Results for normalized peak vertical ground reaction force mimicked those for peak velocity to suggest an association between the two. Participants produced greater vertical ground reaction force for long configurations and longer step displacements compared to the shorter counterparts similar to elsewhere (Frederick and Hagy 1986). Our findings also compare similarly to hand movements in which greater grasping force (Jackson and Shaw 2000) and lifting force (Brenner and Smeets 1996) accompanied large-sized objects; thus, larger hand apertures. Similar to PV results, gaze condition effects on normalized peak vertical ground reaction force amplitude did not exist for step displacement. However, unlike results for PV, correlative relationships with step displacement also did not exist for normalized peak vertical ground reaction force amplitude.

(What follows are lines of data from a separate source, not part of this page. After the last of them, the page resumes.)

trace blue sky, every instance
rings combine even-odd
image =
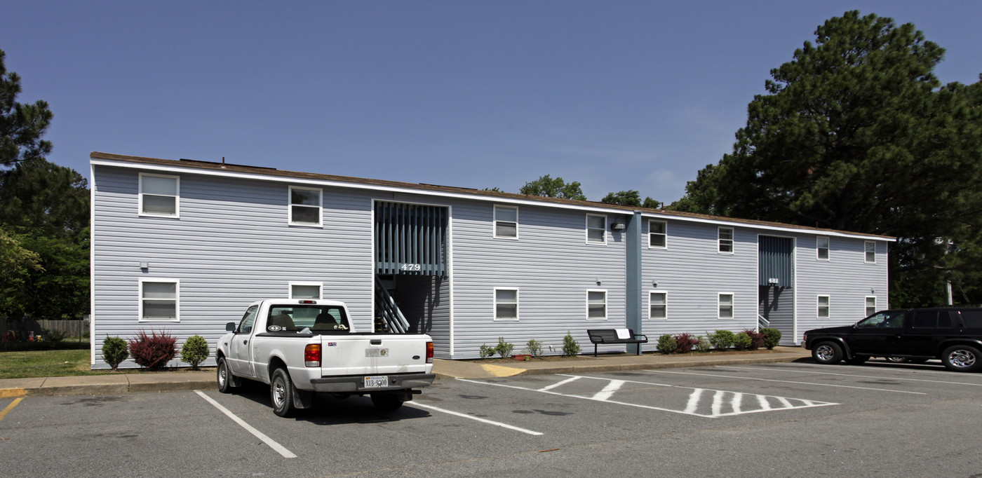
[[[982,73],[982,2],[5,2],[49,159],[88,153],[671,202],[730,152],[772,68],[846,10],[913,23],[943,82]]]

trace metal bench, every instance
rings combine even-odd
[[[590,336],[590,342],[593,343],[593,356],[597,356],[597,345],[600,344],[648,343],[648,336],[634,334],[634,331],[630,329],[587,329],[586,334]],[[641,354],[640,346],[637,347],[637,354]]]

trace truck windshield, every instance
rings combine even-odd
[[[269,332],[297,332],[304,328],[314,334],[351,329],[345,309],[336,305],[273,305],[266,321]]]

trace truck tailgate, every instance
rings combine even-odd
[[[425,335],[321,336],[321,376],[426,372]]]

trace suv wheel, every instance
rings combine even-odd
[[[979,351],[968,345],[954,345],[945,349],[941,361],[949,370],[955,372],[974,372],[982,367],[982,356]]]
[[[843,360],[843,347],[835,342],[820,342],[812,348],[811,357],[818,363],[839,363]]]

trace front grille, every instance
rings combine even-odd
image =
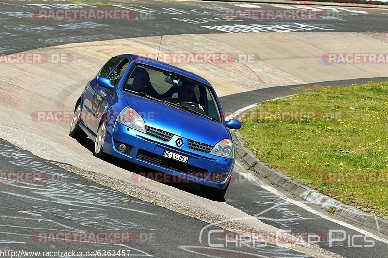
[[[212,146],[206,144],[199,142],[195,142],[192,140],[189,140],[189,148],[192,150],[205,152],[205,153],[210,153],[211,151]]]
[[[173,135],[172,133],[170,133],[165,131],[163,131],[160,129],[154,128],[153,127],[151,127],[150,126],[146,126],[146,132],[147,134],[154,137],[156,137],[157,138],[160,139],[162,140],[165,141],[166,142],[168,142],[170,141],[171,139],[171,137],[172,137]]]
[[[207,170],[202,168],[174,160],[141,149],[137,152],[136,158],[201,179],[205,178],[208,172]]]

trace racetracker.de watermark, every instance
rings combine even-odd
[[[0,172],[0,183],[42,183],[47,174],[42,172]]]
[[[372,172],[330,172],[323,174],[323,181],[330,183],[388,183],[388,173]]]
[[[68,63],[73,60],[70,54],[45,54],[26,53],[0,54],[0,64],[32,64]]]
[[[155,18],[151,13],[136,13],[130,9],[42,9],[34,10],[34,19],[43,20],[146,20]]]
[[[230,176],[225,172],[210,172],[207,174],[201,172],[193,172],[191,175],[181,174],[179,176],[177,176],[163,172],[138,172],[132,175],[132,180],[133,182],[145,183],[202,183],[204,181],[220,182],[225,181],[229,176],[229,180],[231,182],[242,183],[252,180],[237,173],[233,173]]]
[[[386,64],[388,53],[326,53],[322,61],[328,64]]]
[[[242,116],[245,121],[258,122],[312,122],[333,120],[334,113],[322,113],[318,111],[264,111],[252,110],[239,112],[226,112],[225,117]]]
[[[319,20],[338,17],[339,12],[311,9],[263,10],[223,9],[220,12],[221,18],[227,20]]]
[[[130,243],[155,242],[155,233],[133,232],[35,232],[32,240],[37,243]]]
[[[158,60],[169,64],[254,63],[259,60],[257,55],[230,53],[140,53],[137,55],[146,62]]]

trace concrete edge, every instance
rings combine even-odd
[[[244,112],[254,108],[252,106],[250,108]],[[238,112],[238,116],[236,118],[241,118],[243,113]],[[272,185],[281,187],[302,200],[316,204],[328,212],[329,209],[335,209],[334,214],[388,235],[388,221],[345,204],[306,186],[293,182],[283,173],[269,168],[257,158],[249,149],[245,147],[245,141],[239,130],[233,130],[231,133],[235,145],[236,158],[246,169],[253,171],[259,177],[266,178]]]
[[[363,7],[388,8],[388,2],[378,0],[320,0],[297,1],[293,0],[183,0],[207,2],[226,2],[236,3],[252,3],[264,4],[295,4],[300,5],[325,5],[341,7]]]

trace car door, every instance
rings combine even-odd
[[[97,84],[97,79],[100,77],[107,78],[111,72],[123,59],[122,56],[111,58],[101,68],[97,75],[86,86],[84,101],[84,110],[86,115],[83,118],[83,124],[93,133],[97,133],[96,124],[98,127],[100,115],[99,112],[104,99],[108,95],[106,89],[102,89]],[[98,97],[97,97],[98,96]],[[96,100],[96,98],[97,100]]]

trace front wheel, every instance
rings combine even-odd
[[[221,200],[226,193],[230,180],[229,181],[225,189],[221,189],[208,186],[204,185],[201,185],[201,193],[207,197],[214,200]]]
[[[74,110],[74,114],[73,115],[73,119],[71,120],[69,132],[69,135],[78,141],[85,141],[88,138],[86,134],[83,132],[83,131],[80,127],[81,105],[82,101],[80,101]]]
[[[103,118],[98,126],[98,130],[97,131],[97,135],[96,136],[96,141],[94,142],[94,149],[93,149],[93,155],[100,158],[102,158],[105,156],[103,149],[107,128],[108,119]]]

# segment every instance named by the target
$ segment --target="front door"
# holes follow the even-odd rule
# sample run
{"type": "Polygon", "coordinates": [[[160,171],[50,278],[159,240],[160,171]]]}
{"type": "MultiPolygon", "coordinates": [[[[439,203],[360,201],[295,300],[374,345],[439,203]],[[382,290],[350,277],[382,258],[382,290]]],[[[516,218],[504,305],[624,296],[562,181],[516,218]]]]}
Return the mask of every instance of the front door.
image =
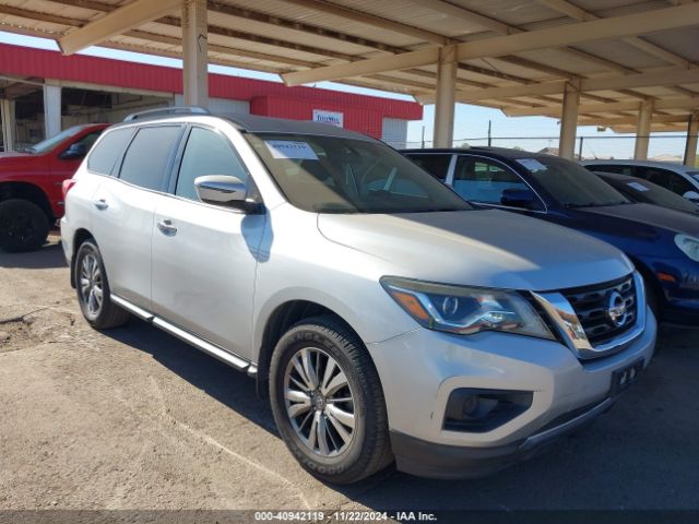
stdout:
{"type": "Polygon", "coordinates": [[[265,215],[202,203],[194,179],[230,175],[250,183],[229,141],[193,127],[171,195],[153,226],[153,311],[240,357],[251,357],[258,249],[265,215]]]}

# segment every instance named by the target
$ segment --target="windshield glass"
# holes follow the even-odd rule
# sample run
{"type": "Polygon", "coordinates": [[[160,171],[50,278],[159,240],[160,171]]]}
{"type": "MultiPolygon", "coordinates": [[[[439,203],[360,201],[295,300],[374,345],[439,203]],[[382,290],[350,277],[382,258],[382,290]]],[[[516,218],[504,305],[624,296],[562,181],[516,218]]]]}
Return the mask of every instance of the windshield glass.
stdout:
{"type": "Polygon", "coordinates": [[[625,184],[627,192],[632,195],[638,195],[637,198],[639,200],[647,200],[648,202],[662,205],[663,207],[672,207],[674,210],[687,211],[689,213],[695,213],[697,211],[697,206],[687,199],[652,182],[633,179],[632,181],[625,181],[623,183],[625,184]]]}
{"type": "Polygon", "coordinates": [[[379,142],[247,133],[294,206],[315,213],[425,213],[471,210],[451,189],[379,142]]]}
{"type": "Polygon", "coordinates": [[[564,207],[594,207],[631,202],[592,171],[565,158],[518,158],[538,183],[564,207]]]}
{"type": "Polygon", "coordinates": [[[42,154],[42,153],[46,153],[48,151],[51,151],[54,147],[56,147],[58,144],[60,144],[66,139],[69,139],[70,136],[73,136],[73,135],[78,134],[80,131],[82,131],[82,129],[83,129],[82,126],[73,126],[72,128],[68,128],[68,129],[61,131],[56,136],[51,136],[50,139],[46,139],[45,141],[39,142],[38,144],[33,145],[32,147],[27,147],[26,151],[28,153],[33,153],[35,155],[42,154]]]}

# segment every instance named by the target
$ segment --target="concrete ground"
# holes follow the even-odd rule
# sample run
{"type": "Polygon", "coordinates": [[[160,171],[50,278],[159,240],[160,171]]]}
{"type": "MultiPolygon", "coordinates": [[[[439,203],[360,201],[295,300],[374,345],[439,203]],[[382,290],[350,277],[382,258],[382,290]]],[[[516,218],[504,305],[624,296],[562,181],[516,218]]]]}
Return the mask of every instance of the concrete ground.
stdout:
{"type": "Polygon", "coordinates": [[[0,252],[0,510],[699,509],[699,332],[615,408],[491,478],[325,486],[247,377],[140,321],[82,320],[57,239],[0,252]]]}

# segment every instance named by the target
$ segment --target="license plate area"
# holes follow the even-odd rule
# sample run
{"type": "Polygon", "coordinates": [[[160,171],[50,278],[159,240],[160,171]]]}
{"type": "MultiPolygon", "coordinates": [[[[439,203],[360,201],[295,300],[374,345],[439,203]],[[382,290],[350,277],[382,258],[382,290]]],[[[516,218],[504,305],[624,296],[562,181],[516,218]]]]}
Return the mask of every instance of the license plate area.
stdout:
{"type": "Polygon", "coordinates": [[[643,359],[640,358],[633,364],[617,369],[612,373],[612,396],[618,395],[629,385],[638,380],[638,376],[643,371],[643,359]]]}

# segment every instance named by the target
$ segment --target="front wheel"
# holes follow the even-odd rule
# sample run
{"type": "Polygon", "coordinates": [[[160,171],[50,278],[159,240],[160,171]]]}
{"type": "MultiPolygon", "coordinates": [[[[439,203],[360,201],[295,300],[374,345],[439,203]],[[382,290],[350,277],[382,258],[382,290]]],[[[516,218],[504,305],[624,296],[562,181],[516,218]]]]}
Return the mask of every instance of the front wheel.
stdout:
{"type": "Polygon", "coordinates": [[[334,318],[305,320],[282,336],[272,355],[270,398],[282,439],[322,480],[356,483],[392,462],[374,362],[334,318]]]}
{"type": "Polygon", "coordinates": [[[111,301],[109,281],[99,248],[85,240],[75,255],[75,289],[85,320],[97,330],[118,327],[129,320],[129,312],[111,301]]]}

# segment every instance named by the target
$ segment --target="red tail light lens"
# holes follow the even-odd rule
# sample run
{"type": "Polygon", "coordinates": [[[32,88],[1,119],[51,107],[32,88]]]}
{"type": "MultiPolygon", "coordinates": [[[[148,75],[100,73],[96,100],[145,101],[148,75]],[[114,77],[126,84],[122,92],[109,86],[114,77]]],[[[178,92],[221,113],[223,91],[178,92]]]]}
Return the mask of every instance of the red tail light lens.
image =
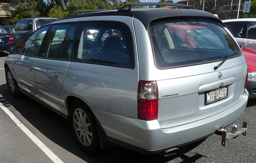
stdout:
{"type": "Polygon", "coordinates": [[[9,35],[9,40],[8,41],[8,42],[13,42],[14,41],[13,37],[12,35],[9,35]]]}
{"type": "Polygon", "coordinates": [[[146,121],[157,119],[158,92],[156,82],[139,81],[138,119],[146,121]]]}

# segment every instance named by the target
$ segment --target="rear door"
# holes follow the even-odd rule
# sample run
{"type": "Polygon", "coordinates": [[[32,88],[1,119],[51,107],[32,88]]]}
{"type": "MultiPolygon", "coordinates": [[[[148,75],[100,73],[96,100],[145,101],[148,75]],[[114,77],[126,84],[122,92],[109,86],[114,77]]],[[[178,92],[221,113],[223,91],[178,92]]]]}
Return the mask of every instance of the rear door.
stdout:
{"type": "Polygon", "coordinates": [[[36,84],[43,101],[60,111],[59,96],[69,63],[77,26],[52,26],[42,43],[40,58],[35,66],[36,84]]]}
{"type": "Polygon", "coordinates": [[[151,67],[148,78],[145,70],[140,69],[140,79],[156,81],[161,128],[212,116],[241,99],[247,72],[245,60],[218,23],[181,19],[152,23],[149,30],[155,61],[151,65],[156,69],[151,67]]]}
{"type": "Polygon", "coordinates": [[[14,61],[16,76],[20,88],[41,100],[36,84],[35,66],[42,41],[49,28],[43,27],[34,33],[25,43],[22,54],[16,55],[14,61]]]}

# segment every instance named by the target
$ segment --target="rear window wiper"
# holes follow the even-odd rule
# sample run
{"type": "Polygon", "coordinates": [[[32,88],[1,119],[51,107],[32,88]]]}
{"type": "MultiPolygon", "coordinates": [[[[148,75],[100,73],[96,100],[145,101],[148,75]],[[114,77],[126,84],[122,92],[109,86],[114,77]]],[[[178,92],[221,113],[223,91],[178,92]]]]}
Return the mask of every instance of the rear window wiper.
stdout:
{"type": "Polygon", "coordinates": [[[228,59],[228,58],[229,57],[231,57],[231,56],[234,56],[234,55],[236,55],[236,54],[238,54],[238,53],[237,52],[235,53],[233,53],[233,54],[230,54],[230,55],[228,55],[228,56],[223,56],[223,57],[221,57],[221,58],[220,58],[220,59],[223,59],[223,58],[226,58],[226,59],[224,59],[224,60],[222,61],[222,62],[221,62],[220,64],[218,64],[218,65],[217,65],[216,66],[214,66],[214,67],[213,67],[213,69],[214,69],[214,70],[217,70],[218,69],[218,68],[219,68],[219,67],[220,67],[220,66],[221,65],[222,65],[222,64],[223,63],[224,63],[224,62],[225,62],[225,61],[227,61],[227,60],[228,59]]]}

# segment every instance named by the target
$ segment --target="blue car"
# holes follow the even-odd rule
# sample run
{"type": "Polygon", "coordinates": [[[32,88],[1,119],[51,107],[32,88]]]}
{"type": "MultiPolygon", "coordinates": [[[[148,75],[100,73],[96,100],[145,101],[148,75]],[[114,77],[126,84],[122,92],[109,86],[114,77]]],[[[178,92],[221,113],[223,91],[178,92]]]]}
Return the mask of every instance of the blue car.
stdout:
{"type": "Polygon", "coordinates": [[[13,37],[0,26],[0,51],[8,51],[9,48],[14,46],[13,37]]]}

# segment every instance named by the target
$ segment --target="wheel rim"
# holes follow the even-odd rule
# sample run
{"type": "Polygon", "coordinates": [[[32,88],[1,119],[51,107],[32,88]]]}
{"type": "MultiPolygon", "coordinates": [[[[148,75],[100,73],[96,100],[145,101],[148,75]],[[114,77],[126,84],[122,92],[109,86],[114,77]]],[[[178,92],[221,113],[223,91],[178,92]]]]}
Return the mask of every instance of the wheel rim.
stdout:
{"type": "Polygon", "coordinates": [[[92,139],[92,126],[87,115],[80,108],[76,108],[74,112],[73,124],[79,141],[84,145],[89,146],[92,139]]]}
{"type": "Polygon", "coordinates": [[[15,92],[15,86],[14,85],[14,79],[9,71],[7,72],[7,84],[11,91],[12,93],[15,92]]]}

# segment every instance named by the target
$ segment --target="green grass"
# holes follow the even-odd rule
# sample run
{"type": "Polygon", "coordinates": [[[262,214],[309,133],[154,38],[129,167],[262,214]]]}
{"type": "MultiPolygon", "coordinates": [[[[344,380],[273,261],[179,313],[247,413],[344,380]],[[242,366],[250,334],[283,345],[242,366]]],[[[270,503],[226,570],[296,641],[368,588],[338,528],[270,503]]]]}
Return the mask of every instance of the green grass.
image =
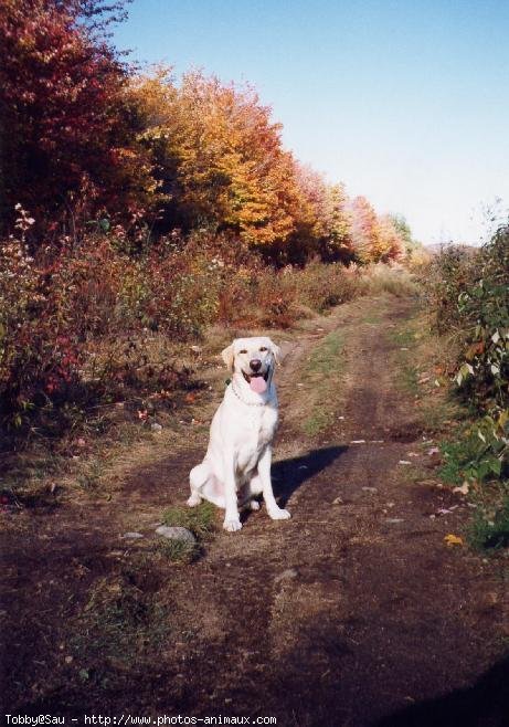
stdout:
{"type": "Polygon", "coordinates": [[[211,538],[218,527],[218,508],[203,502],[198,507],[169,507],[162,514],[165,525],[184,527],[201,541],[211,538]]]}
{"type": "Polygon", "coordinates": [[[161,540],[157,544],[157,552],[171,562],[190,563],[200,551],[198,542],[185,540],[161,540]]]}
{"type": "Polygon", "coordinates": [[[484,552],[509,547],[509,486],[495,513],[484,508],[476,512],[467,537],[473,548],[484,552]]]}
{"type": "Polygon", "coordinates": [[[330,425],[344,369],[343,347],[343,335],[333,330],[312,351],[304,370],[303,380],[306,381],[311,402],[309,414],[301,422],[307,436],[317,436],[330,425]]]}
{"type": "Polygon", "coordinates": [[[129,578],[103,578],[92,586],[73,631],[68,643],[79,681],[106,688],[114,677],[108,663],[123,670],[153,657],[169,635],[170,614],[129,578]]]}

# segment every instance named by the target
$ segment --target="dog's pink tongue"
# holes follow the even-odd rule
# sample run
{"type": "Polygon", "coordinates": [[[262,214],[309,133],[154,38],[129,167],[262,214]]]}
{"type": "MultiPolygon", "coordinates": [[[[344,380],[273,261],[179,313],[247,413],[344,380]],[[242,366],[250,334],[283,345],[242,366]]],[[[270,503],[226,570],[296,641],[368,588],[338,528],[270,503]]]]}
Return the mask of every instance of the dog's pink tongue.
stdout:
{"type": "Polygon", "coordinates": [[[267,382],[263,376],[254,376],[250,381],[250,387],[252,391],[256,391],[256,393],[263,393],[267,388],[267,382]]]}

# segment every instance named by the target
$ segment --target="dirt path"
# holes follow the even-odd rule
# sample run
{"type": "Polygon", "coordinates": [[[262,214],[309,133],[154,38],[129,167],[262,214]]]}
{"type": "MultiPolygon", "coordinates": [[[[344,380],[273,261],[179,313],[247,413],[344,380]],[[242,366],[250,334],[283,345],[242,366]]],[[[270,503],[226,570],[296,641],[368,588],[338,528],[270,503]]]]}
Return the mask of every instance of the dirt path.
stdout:
{"type": "MultiPolygon", "coordinates": [[[[114,572],[134,582],[145,607],[163,604],[171,623],[157,647],[144,645],[139,668],[136,658],[132,665],[108,655],[110,682],[96,678],[85,657],[76,664],[79,650],[66,663],[65,624],[39,624],[31,647],[36,643],[54,668],[47,652],[62,639],[59,668],[68,682],[61,675],[44,693],[34,676],[36,696],[18,700],[20,713],[275,716],[284,727],[360,727],[382,718],[505,724],[507,663],[494,667],[508,634],[502,561],[444,544],[468,508],[436,486],[421,401],[401,386],[394,333],[411,308],[392,297],[361,299],[285,346],[273,473],[291,520],[273,523],[262,509],[238,534],[220,531],[198,562],[144,568],[138,560],[126,571],[118,527],[105,531],[105,513],[112,524],[120,514],[128,523],[137,516],[142,529],[163,506],[181,504],[189,468],[203,453],[201,433],[132,474],[114,503],[121,513],[108,505],[83,512],[84,537],[55,531],[57,519],[45,540],[26,535],[17,571],[18,587],[25,586],[23,619],[45,557],[53,584],[39,590],[39,608],[68,598],[61,615],[72,620],[93,580],[114,572]],[[452,505],[458,507],[431,517],[452,505]],[[59,571],[72,568],[77,572],[59,582],[59,571]]],[[[22,643],[19,632],[15,639],[13,649],[22,643]]],[[[30,649],[20,649],[28,658],[30,649]]],[[[19,679],[19,665],[14,673],[19,679]]]]}

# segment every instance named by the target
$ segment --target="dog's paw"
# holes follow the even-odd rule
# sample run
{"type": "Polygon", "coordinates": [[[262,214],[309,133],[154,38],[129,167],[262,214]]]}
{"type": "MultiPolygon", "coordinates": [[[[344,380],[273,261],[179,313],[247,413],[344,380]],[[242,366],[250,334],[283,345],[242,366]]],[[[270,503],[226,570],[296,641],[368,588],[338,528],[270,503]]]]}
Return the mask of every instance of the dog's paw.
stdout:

We use the discussion in the next section to address these seemingly contradicting outcomes.

Motor planning versus motor execution

We found evidence to support the use of V−H illusion influences on perceptual judgments in our participants in each of the gaze conditions. This is not surprising considering that viewing stimuli were the same for perceptual judgments across gaze conditions. We also found that allowing people to look down during movement (MF) produced similar results to control trials, regardless of the use of different stimuli and greater gaze restrictions set for MF. Looking down during movement in MF also resulted in different anticipatory postural adjustments, peak velocity, vertical ground reaction forces, yet similar length estimations using step displacements compared to restricting gaze away from movements (TF and RTF). Asking participants to look at the real or remembered intersection of the V−H illusion during the movement altered the planning of the step and early step execution through approximately the first half of the movement (see results of APA measures and PV) but not the final performance (step displacement). These findings support the use of a dynamic model in which illusory effects on movement can change over time (Glover and Dixon 2001) or the digit control model in which different parameters of movement rely on different spatial attributes (Smeets et al. 2003) with gaze directed away from movement. Results also support the use of a constant model in which no illusory influences existed on movement planning or execution (Danckert et al. 2002) with gaze direction toward movement to suggest gaze direction can influence illusory effects over movement control. Although our data do not support consistent illusory influences on step displacement performances, this may be linked to the poor performance of length estimations, thus greater errors using step displacements that occur with separate planes of stimulus presentation and movement (Dalecki et al. 2019).

Implications and future studies

The use of the V−H illusion may be developed into motor learning interventions to improve walking abilities in neurological populations in future studies. Walking speed is a critical clinical measurement of mobility (Saunders et al. 2020). Although step displacements remained the same, the results that revealed alterations in motor planning (APAs) and early step execution (PV) provided promising improvements in step initiation which may result in a faster walking speed. Future studies could include individuals with impaired walking ability to determine whether the methods, similar to those applied here, would generalize to other populations that may benefit from these alterations.

Conclusion

We found evidence that directing gaze toward movement after viewing an inverted T eliminated V−H illusory influences over movement planning and execution of length estimations using forward step displacements. We concluded that exploitation of simple deceptive visual cues in a vertical plane which may guide movement planning and early movement execution does not guide the termination of horizontal plane stepping movements according to the V−H illusory influences.